SQL query to return all unique values of all fields in a table without knowing at compile time what fields are in the table

I have a java web application that is a front end to a Microsoft SQL Server (I think 2008)
 database. It lets the user add, change, and delete records in the database.
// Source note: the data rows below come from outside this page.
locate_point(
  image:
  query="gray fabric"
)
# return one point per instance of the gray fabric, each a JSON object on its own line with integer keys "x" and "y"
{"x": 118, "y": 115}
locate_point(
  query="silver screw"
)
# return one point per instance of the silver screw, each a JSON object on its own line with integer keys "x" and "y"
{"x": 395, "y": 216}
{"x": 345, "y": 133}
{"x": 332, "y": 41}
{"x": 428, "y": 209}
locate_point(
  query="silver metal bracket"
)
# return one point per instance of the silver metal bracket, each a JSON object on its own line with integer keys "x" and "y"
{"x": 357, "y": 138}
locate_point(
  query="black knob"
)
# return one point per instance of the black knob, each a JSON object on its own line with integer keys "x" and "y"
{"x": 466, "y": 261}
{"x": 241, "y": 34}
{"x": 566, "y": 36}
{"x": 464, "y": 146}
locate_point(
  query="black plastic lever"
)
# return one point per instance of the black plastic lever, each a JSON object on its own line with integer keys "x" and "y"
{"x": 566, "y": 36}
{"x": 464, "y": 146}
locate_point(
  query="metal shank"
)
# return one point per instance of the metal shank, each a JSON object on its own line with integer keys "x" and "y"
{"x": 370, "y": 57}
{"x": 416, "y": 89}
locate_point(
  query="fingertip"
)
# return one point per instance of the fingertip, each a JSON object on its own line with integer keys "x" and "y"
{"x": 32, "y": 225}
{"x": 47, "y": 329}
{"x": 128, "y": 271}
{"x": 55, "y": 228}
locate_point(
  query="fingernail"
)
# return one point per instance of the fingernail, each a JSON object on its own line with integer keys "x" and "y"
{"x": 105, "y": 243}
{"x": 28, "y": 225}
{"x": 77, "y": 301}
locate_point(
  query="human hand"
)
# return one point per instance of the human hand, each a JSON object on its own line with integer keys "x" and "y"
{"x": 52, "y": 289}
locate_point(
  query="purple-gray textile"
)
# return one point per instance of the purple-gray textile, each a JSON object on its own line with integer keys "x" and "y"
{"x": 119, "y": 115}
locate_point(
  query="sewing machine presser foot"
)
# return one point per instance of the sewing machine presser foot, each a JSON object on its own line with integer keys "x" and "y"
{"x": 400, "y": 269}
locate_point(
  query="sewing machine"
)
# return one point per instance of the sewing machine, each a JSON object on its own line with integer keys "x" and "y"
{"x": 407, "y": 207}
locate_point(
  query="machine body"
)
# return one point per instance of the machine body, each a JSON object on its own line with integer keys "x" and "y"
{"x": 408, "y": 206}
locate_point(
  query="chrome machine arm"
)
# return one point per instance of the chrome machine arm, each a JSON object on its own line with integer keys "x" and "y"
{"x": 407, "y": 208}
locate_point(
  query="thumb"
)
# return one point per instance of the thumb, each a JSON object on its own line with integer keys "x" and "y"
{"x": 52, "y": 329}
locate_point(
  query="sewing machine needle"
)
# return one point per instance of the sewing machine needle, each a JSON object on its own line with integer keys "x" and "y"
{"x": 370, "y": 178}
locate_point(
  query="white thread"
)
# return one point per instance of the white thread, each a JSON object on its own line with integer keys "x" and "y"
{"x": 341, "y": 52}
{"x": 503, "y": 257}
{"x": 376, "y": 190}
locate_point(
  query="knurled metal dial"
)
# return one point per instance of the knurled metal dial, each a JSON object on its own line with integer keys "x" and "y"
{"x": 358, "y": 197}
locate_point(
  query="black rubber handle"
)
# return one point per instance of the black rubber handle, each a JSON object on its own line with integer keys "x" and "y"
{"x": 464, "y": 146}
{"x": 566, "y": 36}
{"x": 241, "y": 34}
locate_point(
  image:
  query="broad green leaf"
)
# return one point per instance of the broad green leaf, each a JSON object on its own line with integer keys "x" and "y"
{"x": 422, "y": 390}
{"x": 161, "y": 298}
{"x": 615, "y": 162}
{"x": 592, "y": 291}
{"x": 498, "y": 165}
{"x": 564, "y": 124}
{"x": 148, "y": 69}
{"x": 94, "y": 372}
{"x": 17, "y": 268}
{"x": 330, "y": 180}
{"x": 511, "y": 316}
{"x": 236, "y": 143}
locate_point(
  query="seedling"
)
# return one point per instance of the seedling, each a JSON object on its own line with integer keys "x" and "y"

The app does not know anything about the database and gets the names of tables and fields in the tables by querying the database with queries like...

SELECT C.ORDINAL_POSITION, C.COLUMN_NAME, DATA_TYPE, CHARACTER_MAXIMUM_LENGTH, NUMERIC_PRECISION, K.ORDINAL_POSITION AS PK_ORDINAL, CONSTR.CONSTRAINT_TYPE   FROM INFORMATION_SCHEMA.COLUMNS C    LEFT JOIN INFORMATION_SCHEMA.KEY_COLUMN_USAGE K    ON C.TABLE_NAME=K.TABLE_NAME AND   C.COLUMN_NAME=K.COLUMN_NAME    LEFT JOIN INFORMATION_SCHEMA.TABLE_CONSTRAINTS CONSTR   ON K.CONSTRAINT_NAME=CONSTR.CONSTRAINT_NAME   WHERE C.TABLE_SCHEMA='dbo' AND C.TABLE_NAME='tbl_L_Constants'   ORDER BY C.ORDINAL_POSITION

which produces

ORDINAL_POSITION	COLUMN_NAME	DATA_TYPE	CHARACTER_MAXIMUM_LENGTH	NUMERIC_PRECISION	PK_ORDINAL	CONSTRAINT_TYPE
1	Source_System	varchar	10	NULL	1	PRIMARY KEY
2	Product_Id	int	NULL	10	2	PRIMARY KEY
3	Field_Name	varchar	100	NULL	3	PRIMARY KEY
4	Field_Value	varchar	100	NULL	NULL	NULL
5	Field_Purpose	varchar	100	NULL	NULL	NULL

Open in new window


On the add and change screen I display to the user a drop-down list for every field, showing the unique values in that field. But first I do a count on the unique values so I know if there are too many values to display, and I cut it off at some number.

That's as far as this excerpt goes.